Read: Google Subsea Cable to Bring Better Internet Connectivity to Nigeria
Observations
This landing marks the completion of the $14-billion journey that the Equiano cable has been on, which began in Lisbon, Portugal in 2019 and continued around the Western coast of Africa with various pauses along the way. Last month, it made its most recent stop at Swakopmund, which is located in Namibia.
According to WIOCC, OADC has been very active in South Africa, where it recently announced that it will have three new core data centres (DCs) live by the end of the third quarter of 2022. One of these DCs will be in Johannesburg, and the other two will be in Cape Town.
It is stated that these three core data centres are an essential part of OADC’s core-to-edge, open-access data centre offering. This offering currently consists of one more core DC, OADC Durban, and 25 up to 150kW OADC EDGE DCs that offers colocation, rooftop access, and high-speed network interconnectivity between facilities at up to 100Gbps and on multiple routes for diversity. This number will increase to over 100 over the next nine months.
WIOCC adds: “Our investment in Equiano continues our long-standing policy of making strategic investments in subsea cables.”

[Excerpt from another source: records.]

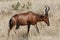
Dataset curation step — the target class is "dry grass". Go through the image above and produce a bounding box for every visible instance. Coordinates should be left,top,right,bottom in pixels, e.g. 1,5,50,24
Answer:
0,0,60,40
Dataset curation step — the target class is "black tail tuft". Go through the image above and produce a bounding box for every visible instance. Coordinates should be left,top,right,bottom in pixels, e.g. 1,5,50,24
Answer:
9,19,13,29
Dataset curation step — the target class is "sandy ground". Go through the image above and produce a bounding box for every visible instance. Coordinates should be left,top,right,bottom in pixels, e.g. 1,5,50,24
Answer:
0,0,60,40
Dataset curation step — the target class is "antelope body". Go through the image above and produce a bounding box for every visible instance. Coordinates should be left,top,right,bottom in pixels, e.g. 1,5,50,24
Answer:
8,7,50,35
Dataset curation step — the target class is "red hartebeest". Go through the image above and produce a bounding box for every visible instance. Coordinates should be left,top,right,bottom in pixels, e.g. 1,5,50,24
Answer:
8,7,50,35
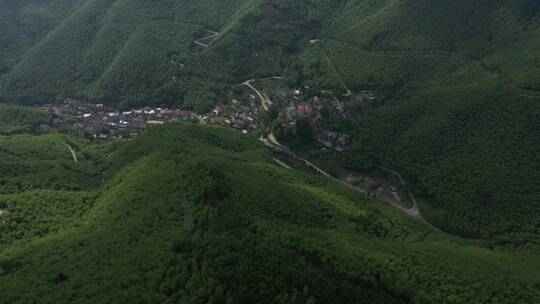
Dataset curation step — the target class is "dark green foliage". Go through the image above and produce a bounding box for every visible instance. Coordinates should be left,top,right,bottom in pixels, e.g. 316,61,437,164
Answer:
0,104,52,135
0,124,540,304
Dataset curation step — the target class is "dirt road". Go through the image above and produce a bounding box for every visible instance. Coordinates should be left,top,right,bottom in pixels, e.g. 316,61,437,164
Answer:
68,145,79,163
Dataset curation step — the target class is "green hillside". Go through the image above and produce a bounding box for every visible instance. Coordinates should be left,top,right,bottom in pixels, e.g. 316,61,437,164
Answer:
0,124,540,304
0,0,540,262
0,104,52,135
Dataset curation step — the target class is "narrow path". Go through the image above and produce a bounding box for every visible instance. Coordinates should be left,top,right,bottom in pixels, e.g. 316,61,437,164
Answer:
240,76,281,111
272,158,292,170
260,134,426,218
381,166,424,220
68,145,79,163
195,30,219,47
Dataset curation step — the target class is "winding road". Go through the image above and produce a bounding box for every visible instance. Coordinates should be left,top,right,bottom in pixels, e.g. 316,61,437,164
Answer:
259,134,427,223
195,30,219,47
68,145,79,163
240,76,282,111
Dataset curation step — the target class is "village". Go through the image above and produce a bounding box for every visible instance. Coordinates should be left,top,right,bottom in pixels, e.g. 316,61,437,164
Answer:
40,82,373,152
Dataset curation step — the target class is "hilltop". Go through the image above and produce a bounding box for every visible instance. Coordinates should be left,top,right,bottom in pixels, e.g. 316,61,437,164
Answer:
0,0,540,258
0,123,540,304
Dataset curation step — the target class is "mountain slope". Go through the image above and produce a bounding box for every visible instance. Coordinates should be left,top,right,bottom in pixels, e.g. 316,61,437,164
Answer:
0,0,540,244
0,124,540,304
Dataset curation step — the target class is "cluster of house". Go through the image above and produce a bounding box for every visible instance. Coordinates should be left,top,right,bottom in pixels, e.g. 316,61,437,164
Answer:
211,95,262,134
40,99,192,140
278,90,351,152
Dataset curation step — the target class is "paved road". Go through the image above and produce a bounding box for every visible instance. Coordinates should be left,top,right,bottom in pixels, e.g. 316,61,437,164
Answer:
260,134,425,222
381,167,424,220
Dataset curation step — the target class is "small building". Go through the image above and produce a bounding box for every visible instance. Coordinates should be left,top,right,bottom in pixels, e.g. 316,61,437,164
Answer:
212,105,223,116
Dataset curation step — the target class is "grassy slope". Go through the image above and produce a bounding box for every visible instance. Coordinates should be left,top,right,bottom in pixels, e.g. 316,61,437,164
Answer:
0,125,540,303
2,0,248,101
0,0,540,241
0,104,52,135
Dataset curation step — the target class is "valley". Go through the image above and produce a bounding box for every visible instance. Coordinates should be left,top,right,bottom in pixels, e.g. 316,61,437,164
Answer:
0,0,540,304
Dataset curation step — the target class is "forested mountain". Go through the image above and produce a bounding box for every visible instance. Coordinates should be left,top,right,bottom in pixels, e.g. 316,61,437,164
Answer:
0,0,540,304
0,124,540,304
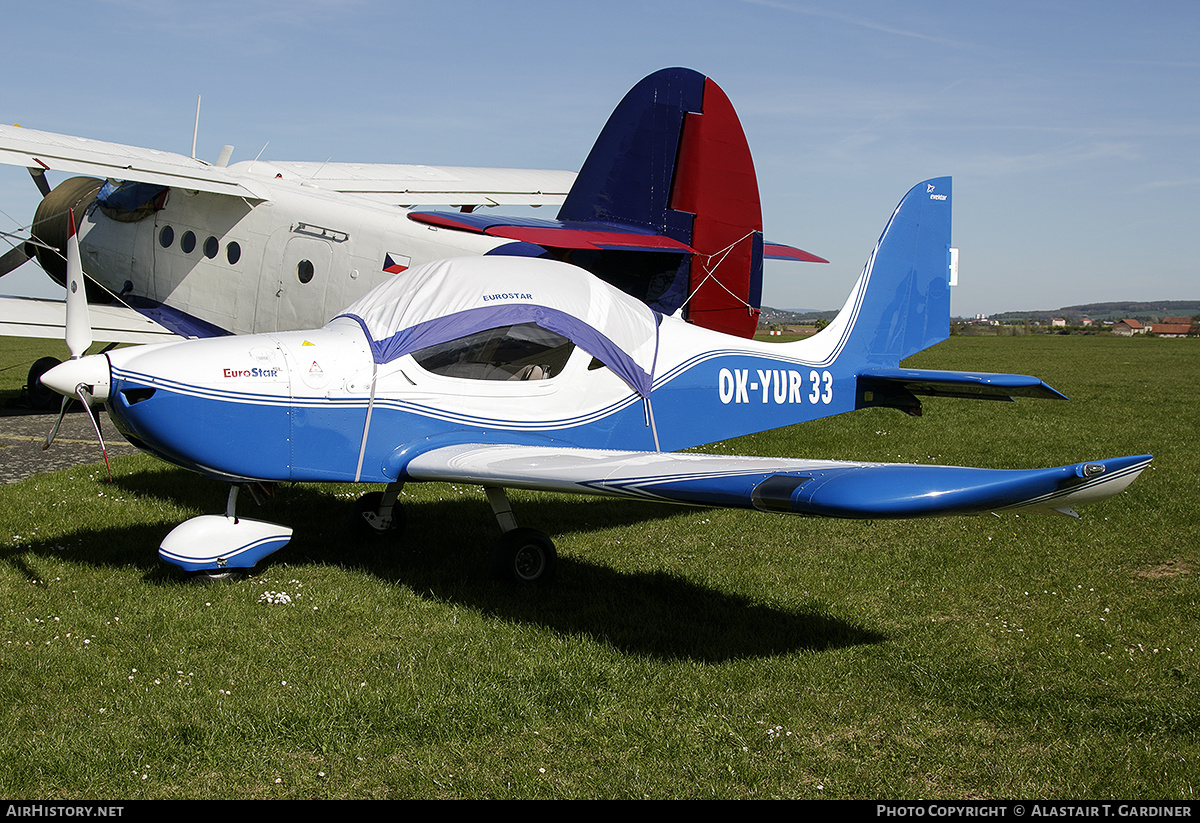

“We own almost a third of the 10Tbps EASSY system, which extends from South Africa along Africa’s eastern coastline to Djibouti and Port Sudan; we deliver more capacity than any other carrier on the WACS system, which links South Africa to western Europe and lands in many countries along the west coast of Africa; and we are a member of the 2Africa cable, which will bring another high-capacity connectivity option to Africa during 2023–24.”
Carrier IP Transit, point-to-point nationwide connection, high-performance Metro Connect, and open access colocation services in specified locations are among the services offered by WIOCC in South Africa. These services are provided by the WIOCC Group company OADC.